Melihat wajah Luna, membuat David gemetar seketika. Tangannya sedingin es yang membeku, merasa menjadi orang paling bersalah pada sang istri. Belum pernah David merasakan hal seperti ini, mungkin juga untuk yang pertama kalinya.
“Kamu sudah makan?” tanya Luna.
David terkejut hanya karena mendengar suara dari Luna. Bahkan tubuhnya berjingkat akibat perasaan aneh yang dia sendiri tidak mengerti.
“Kamu kenapa?” Luna mengernyitkan kening karena bingung melihat tingkah David yang aneh, tidak seperti biasanya.

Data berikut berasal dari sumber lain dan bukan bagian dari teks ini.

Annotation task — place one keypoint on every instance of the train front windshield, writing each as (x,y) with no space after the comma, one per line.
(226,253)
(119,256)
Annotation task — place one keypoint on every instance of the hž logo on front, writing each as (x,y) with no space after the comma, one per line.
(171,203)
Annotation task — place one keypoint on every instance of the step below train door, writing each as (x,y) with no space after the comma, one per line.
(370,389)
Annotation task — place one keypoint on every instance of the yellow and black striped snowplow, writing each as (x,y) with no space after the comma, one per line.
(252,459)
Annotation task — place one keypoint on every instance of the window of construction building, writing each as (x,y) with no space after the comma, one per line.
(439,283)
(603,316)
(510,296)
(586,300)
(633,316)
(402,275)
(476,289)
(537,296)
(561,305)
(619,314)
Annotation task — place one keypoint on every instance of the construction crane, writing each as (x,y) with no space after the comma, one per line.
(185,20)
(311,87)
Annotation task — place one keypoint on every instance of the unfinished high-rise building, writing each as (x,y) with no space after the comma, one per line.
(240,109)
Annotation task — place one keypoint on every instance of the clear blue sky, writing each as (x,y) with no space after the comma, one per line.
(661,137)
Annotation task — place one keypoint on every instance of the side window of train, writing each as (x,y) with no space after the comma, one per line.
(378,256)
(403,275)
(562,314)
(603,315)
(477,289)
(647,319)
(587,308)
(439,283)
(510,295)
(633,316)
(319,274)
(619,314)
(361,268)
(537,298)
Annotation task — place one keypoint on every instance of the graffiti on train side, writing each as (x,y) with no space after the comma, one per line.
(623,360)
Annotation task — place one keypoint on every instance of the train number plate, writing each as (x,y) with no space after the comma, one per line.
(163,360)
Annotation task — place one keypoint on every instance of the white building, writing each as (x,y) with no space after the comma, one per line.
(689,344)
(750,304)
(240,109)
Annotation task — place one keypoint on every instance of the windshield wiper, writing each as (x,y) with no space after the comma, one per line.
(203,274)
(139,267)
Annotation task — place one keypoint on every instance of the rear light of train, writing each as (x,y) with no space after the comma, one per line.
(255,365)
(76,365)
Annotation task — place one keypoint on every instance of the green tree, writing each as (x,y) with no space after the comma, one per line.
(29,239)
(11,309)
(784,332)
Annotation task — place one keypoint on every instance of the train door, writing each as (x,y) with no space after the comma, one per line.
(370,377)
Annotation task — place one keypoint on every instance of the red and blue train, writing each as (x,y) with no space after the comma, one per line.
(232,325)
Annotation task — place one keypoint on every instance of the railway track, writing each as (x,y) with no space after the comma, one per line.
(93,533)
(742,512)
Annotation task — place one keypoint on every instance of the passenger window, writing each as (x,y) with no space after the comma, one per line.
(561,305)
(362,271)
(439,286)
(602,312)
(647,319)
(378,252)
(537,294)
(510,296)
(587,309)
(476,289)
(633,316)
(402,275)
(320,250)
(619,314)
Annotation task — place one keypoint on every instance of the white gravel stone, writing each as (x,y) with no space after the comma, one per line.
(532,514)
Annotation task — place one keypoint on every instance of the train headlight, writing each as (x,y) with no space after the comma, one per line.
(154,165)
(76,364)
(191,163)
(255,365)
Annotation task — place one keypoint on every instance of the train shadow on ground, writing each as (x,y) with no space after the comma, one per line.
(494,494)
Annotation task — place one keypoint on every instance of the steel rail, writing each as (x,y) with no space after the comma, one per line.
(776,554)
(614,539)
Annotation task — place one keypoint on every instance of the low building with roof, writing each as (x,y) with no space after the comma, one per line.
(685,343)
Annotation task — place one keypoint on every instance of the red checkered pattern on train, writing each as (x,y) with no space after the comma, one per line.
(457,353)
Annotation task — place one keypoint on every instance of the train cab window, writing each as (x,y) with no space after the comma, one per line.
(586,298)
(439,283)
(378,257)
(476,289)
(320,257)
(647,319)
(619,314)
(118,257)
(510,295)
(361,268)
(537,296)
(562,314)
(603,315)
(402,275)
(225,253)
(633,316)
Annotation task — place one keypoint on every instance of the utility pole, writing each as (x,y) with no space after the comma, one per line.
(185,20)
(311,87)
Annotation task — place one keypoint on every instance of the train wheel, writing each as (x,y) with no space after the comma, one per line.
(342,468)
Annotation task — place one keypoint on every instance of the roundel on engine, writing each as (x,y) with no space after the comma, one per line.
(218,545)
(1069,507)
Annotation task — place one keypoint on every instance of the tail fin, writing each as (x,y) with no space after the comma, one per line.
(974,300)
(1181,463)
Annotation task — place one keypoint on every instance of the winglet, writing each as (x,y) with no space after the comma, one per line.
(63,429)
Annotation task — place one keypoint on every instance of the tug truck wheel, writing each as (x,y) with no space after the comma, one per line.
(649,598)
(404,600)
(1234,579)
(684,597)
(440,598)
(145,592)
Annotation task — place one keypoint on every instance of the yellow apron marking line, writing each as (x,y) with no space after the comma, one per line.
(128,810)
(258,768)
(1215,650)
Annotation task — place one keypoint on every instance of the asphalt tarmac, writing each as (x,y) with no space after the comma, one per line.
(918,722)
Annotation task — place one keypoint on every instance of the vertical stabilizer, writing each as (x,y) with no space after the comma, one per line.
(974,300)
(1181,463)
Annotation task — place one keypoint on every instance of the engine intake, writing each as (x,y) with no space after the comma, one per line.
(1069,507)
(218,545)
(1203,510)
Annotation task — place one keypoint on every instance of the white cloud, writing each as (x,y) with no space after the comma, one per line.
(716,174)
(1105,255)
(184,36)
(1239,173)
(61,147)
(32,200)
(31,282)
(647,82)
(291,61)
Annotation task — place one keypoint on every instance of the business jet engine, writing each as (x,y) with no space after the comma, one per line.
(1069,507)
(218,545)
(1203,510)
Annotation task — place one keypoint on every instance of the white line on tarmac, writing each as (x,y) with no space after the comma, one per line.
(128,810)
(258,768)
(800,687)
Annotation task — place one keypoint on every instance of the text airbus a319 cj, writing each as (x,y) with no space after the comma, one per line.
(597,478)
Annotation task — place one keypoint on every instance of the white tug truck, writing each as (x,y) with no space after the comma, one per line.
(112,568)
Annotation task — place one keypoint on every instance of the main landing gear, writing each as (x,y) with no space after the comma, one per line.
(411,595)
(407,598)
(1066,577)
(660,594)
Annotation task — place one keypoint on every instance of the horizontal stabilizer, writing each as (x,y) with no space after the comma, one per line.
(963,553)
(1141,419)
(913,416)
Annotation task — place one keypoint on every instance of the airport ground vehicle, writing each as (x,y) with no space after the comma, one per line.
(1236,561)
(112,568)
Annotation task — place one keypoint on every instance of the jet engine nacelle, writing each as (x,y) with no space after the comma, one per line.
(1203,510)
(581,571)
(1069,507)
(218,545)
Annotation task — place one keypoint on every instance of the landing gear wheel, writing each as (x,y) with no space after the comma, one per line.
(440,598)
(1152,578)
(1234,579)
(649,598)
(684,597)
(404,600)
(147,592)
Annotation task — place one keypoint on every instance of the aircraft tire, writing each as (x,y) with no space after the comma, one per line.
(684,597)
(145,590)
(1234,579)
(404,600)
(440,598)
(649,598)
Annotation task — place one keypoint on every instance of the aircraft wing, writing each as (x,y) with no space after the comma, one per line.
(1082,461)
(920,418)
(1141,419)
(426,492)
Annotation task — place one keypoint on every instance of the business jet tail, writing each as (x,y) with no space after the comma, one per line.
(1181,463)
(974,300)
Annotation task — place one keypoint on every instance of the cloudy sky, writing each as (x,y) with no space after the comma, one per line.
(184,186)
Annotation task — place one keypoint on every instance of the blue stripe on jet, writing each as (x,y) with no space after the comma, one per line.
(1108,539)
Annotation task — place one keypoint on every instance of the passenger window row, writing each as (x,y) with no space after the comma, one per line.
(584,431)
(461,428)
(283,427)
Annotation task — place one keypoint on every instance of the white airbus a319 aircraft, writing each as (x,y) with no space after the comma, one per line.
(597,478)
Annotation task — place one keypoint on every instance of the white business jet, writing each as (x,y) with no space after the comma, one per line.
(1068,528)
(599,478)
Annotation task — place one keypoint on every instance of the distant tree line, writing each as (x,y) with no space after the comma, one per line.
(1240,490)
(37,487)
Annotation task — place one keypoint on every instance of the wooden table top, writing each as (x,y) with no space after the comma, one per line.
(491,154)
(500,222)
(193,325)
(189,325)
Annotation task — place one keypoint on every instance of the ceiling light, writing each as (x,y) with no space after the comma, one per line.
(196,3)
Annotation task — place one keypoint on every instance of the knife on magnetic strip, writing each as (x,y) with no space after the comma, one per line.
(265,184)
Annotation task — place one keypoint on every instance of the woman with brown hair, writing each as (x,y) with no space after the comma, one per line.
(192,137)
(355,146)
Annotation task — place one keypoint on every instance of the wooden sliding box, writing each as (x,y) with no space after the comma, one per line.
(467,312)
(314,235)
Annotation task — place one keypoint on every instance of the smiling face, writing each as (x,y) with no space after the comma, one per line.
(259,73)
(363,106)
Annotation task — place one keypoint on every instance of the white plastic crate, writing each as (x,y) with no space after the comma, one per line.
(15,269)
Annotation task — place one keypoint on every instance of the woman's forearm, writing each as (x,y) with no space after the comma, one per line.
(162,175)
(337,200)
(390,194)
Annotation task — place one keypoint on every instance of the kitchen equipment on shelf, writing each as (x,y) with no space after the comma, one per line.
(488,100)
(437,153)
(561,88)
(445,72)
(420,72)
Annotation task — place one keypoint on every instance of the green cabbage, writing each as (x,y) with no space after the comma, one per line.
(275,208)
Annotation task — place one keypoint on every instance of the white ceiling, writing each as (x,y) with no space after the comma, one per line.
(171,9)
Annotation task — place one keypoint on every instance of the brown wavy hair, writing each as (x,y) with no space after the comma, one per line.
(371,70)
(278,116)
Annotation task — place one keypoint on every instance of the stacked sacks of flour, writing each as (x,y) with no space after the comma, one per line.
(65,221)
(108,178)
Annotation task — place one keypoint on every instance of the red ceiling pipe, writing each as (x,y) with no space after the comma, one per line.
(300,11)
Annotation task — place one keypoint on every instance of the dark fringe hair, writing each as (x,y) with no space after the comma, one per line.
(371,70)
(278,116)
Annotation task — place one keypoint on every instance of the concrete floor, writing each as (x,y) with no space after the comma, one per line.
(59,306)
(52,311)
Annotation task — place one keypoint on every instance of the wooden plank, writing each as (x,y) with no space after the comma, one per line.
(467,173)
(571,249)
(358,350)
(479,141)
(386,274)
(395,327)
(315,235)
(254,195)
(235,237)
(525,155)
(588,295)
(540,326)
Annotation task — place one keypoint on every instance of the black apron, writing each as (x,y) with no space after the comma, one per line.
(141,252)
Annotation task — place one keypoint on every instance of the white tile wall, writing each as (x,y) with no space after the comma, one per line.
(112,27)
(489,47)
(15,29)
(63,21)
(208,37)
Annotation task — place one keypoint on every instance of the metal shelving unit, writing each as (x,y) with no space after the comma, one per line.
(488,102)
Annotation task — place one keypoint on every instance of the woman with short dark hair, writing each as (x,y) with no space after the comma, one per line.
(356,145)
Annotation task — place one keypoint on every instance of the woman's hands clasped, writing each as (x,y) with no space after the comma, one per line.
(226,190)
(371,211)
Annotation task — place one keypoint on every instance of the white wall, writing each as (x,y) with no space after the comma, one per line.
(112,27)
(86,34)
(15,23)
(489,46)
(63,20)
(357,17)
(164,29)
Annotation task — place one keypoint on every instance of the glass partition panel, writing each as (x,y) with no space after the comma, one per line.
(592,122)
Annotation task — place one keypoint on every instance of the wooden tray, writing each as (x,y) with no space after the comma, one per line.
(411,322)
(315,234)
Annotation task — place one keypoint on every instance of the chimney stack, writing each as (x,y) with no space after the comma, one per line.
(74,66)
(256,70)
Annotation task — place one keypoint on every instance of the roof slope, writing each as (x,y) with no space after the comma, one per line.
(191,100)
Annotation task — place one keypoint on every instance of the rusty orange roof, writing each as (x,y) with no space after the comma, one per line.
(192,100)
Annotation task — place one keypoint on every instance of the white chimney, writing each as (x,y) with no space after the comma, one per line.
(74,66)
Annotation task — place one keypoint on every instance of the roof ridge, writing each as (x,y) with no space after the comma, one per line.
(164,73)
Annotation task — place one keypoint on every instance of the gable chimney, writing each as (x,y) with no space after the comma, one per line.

“Bajuku sedikit basah. Jadi, aku harus ke kamar mandi sekarang,” David mulai berlalu dengan cepat dari hadapan Luna.
Saat itulah, Luna kembali mencium aroma manis yang sama. Aroma vanilla yang sempat tercium dari kemeja David siang tadi. Membuat Luna berpikir, apakah David memang telah mengganti aroma parfumnya atau…ini adalah aroma dari parfum milik orang lain?